煙柳心裏琢磨著怎麽忽悠李長慈,就聽見秦稚突然厲聲道:“煙柳,你還不跪下!”
煙柳向來不服秦稚,聞言依舊站的筆直,還離間前主仆兩人,“秦稚姐姐的手未免伸的也太長了,小姐都還未說什麽,你便逾矩搶在小姐前麵,是沒將小姐放在眼裏嗎?”
她意在激怒秦稚,順帶可以將火引到秦稚身上,這樣便可以輕鬆逃掉此次懲罰。
煙柳心中得意的想著,等著李長慈問責秦稚。
卻聽見李長慈緩緩道:“煙柳,我不過是讓你去沏杯茶水便換了身衣裳回來,若我讓你去給大哥送次點心,你興許就不回來了?”
煙柳心裏一咯噔,終於察覺到不對勁,撲通一下雙膝跪地,“小姐冤枉,奴婢怎麽會生出這等心思。”
“這麽說是我冤枉你了?”
“奴婢一心隻想服侍小姐,絕對沒有半分其他的心思!”
“哦?”李長慈輕笑一聲,“可我若偏覺得你有心思呢?”
煙柳震驚的瞪大了眼睛望向她。
李長慈這是……何意?!
可李長慈已經不再看她,吩咐秦稚,“秦稚,按府中的規矩,二等丫鬟若是生出了不該有的心思應該如何?”
“發賣出去。”
李長慈笑道:“如此便將煙柳……”
“不!小姐,你不能這樣!”煙柳抬起頭,“你不能這樣冤枉奴婢!”
“奴婢隻是不慎打翻茶水換了身衣裳,頂多是辦差事不力,小姐怎能安一個覬覦府中少爺的罪名在奴婢身上,奴婢不服!”煙柳咬了咬牙,抬頭怨憤的看著李長慈,囂張到完全不掩飾自己的怨恨。

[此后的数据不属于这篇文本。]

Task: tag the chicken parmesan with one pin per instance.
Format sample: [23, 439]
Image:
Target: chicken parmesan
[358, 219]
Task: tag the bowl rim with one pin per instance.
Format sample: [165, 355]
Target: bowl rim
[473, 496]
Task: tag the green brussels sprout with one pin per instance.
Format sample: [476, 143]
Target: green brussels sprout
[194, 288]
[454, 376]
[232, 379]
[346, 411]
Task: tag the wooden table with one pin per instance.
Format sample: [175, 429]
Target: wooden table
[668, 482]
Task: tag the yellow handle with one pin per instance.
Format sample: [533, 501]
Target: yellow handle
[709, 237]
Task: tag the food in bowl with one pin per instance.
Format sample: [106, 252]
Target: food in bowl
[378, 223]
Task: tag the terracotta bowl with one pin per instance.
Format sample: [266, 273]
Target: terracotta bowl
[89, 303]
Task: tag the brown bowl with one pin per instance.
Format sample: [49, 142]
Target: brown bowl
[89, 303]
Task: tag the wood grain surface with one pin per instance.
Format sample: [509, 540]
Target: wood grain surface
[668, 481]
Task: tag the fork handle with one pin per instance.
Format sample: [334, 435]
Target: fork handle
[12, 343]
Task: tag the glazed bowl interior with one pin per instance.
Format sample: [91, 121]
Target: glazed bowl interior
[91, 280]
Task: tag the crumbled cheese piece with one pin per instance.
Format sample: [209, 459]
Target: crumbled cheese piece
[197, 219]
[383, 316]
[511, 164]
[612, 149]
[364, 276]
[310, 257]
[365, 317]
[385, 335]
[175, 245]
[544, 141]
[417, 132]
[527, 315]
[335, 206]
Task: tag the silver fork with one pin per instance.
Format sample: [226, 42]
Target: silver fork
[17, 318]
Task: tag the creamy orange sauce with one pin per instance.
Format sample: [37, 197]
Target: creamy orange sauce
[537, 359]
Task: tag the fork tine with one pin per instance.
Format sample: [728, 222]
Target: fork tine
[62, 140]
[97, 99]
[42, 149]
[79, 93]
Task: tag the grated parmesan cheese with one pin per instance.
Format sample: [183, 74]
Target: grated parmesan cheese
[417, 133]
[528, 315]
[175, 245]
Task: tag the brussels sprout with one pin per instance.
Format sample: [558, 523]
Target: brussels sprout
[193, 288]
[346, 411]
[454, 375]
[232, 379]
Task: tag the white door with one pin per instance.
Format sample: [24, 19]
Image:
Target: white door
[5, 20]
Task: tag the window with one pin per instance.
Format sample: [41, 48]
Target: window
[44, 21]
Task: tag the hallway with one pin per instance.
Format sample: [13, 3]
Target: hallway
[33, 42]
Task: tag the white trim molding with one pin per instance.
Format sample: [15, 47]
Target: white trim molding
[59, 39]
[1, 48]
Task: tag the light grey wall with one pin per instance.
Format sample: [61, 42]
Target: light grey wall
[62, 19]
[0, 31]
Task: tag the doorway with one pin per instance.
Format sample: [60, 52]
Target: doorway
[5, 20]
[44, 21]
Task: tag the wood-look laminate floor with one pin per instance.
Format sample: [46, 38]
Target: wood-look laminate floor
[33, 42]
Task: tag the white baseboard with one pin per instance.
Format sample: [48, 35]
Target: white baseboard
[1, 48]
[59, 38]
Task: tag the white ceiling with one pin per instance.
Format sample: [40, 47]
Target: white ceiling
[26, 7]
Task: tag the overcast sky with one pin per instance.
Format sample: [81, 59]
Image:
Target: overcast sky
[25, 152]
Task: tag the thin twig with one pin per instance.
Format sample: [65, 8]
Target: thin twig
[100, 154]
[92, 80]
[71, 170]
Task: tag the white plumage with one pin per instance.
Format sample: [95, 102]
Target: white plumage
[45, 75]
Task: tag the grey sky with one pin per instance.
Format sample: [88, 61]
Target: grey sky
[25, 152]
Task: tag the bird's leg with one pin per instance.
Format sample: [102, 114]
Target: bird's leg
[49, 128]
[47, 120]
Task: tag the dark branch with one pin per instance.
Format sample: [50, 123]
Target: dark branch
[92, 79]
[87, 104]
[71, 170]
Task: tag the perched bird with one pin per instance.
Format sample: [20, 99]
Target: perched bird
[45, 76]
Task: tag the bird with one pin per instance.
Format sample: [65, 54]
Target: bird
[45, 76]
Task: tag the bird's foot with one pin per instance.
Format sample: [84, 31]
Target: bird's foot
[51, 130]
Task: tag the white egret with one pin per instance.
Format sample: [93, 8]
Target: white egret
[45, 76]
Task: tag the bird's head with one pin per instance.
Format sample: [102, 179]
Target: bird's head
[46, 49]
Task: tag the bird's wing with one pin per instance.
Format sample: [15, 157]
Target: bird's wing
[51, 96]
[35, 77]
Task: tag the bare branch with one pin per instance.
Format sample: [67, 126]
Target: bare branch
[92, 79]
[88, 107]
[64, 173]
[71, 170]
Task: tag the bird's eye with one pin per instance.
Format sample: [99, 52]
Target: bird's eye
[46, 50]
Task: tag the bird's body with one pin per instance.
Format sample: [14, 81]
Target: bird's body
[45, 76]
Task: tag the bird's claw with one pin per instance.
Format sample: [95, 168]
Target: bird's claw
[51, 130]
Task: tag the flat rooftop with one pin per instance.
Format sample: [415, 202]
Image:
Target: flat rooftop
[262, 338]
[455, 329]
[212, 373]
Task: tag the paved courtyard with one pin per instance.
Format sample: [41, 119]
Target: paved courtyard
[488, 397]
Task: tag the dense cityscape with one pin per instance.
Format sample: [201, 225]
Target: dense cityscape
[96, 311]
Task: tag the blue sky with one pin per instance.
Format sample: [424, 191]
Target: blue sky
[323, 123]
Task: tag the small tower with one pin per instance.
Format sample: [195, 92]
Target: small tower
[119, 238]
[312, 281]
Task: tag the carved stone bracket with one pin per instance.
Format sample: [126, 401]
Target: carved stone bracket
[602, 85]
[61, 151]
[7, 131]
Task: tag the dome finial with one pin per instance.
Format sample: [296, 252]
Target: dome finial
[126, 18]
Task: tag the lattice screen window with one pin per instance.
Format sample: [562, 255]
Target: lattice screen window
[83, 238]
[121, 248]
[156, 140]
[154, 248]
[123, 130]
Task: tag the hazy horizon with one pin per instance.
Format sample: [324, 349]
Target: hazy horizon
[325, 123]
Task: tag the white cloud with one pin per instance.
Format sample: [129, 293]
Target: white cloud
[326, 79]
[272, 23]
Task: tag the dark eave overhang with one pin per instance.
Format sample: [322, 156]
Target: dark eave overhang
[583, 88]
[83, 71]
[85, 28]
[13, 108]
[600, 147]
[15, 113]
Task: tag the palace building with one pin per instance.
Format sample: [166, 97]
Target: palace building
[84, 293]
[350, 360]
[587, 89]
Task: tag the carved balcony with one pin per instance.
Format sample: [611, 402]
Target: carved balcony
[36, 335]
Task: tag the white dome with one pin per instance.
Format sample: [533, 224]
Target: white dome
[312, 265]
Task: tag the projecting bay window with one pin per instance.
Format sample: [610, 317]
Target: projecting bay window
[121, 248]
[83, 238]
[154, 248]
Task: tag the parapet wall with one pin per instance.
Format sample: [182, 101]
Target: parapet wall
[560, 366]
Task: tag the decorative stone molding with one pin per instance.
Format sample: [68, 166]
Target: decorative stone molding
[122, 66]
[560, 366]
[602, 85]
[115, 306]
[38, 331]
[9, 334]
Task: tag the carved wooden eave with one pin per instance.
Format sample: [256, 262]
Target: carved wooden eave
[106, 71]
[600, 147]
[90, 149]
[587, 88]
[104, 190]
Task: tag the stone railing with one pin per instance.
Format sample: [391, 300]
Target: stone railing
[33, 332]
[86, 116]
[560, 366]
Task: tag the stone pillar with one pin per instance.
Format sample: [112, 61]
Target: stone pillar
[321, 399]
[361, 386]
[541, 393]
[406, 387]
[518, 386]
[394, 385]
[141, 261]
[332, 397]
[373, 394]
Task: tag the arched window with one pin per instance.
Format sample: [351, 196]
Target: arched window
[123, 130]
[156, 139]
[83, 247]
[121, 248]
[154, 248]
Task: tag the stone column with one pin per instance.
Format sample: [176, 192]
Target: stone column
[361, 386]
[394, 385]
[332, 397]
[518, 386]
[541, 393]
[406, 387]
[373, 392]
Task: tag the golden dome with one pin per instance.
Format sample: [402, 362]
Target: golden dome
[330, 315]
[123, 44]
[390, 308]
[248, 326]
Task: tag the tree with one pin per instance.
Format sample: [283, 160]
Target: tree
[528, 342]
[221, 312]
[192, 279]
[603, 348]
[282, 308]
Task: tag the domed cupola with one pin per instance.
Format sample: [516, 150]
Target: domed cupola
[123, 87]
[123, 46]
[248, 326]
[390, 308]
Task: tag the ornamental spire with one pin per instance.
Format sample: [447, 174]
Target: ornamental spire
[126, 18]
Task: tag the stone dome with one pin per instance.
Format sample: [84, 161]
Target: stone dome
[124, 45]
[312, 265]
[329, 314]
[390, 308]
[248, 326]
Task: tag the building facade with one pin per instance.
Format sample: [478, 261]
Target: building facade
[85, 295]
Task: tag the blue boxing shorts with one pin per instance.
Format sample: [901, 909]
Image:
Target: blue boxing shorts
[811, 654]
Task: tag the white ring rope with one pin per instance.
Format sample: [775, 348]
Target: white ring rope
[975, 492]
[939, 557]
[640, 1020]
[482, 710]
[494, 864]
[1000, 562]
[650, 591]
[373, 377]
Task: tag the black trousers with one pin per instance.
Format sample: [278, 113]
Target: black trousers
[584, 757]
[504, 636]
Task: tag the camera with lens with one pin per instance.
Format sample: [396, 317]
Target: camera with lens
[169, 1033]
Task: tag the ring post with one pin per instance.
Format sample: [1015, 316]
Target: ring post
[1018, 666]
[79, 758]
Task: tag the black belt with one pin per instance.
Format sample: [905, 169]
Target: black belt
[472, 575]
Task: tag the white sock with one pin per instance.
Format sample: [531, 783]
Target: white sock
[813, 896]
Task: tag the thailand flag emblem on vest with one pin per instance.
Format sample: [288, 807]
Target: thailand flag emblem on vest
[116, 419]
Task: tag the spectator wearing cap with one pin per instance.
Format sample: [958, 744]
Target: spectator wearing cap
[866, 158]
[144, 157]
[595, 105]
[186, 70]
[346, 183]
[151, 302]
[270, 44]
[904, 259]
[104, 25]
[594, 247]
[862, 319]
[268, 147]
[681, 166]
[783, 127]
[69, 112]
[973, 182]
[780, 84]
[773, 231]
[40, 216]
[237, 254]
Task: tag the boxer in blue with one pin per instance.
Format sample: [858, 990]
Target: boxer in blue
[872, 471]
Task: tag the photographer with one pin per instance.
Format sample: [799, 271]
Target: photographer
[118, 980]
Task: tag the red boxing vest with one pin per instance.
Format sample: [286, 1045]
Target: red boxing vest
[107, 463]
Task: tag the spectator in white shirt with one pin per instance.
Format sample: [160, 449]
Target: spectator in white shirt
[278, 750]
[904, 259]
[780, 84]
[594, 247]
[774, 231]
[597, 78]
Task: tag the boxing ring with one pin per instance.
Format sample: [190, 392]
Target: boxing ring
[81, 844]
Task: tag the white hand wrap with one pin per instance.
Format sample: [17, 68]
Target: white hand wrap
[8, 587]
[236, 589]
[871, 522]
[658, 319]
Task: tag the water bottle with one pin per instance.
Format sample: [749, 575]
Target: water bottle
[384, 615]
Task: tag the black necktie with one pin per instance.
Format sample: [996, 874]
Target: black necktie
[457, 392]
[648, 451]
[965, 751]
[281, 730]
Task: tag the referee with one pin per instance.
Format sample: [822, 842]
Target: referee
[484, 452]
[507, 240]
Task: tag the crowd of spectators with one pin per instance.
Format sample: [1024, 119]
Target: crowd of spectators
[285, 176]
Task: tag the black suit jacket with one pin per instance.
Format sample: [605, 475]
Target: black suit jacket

“這事就算是鬧到夫人那裏,奴婢也隻是辦差不力,斷沒有小姐說的心思不軌!”
她憤然說完,又道:“可夫人整日忙於府中瑣事已是很勞累,小姐肯定不忍心將此事鬧到夫人麵前,奴婢自知辦差不力,自願領十個板子!”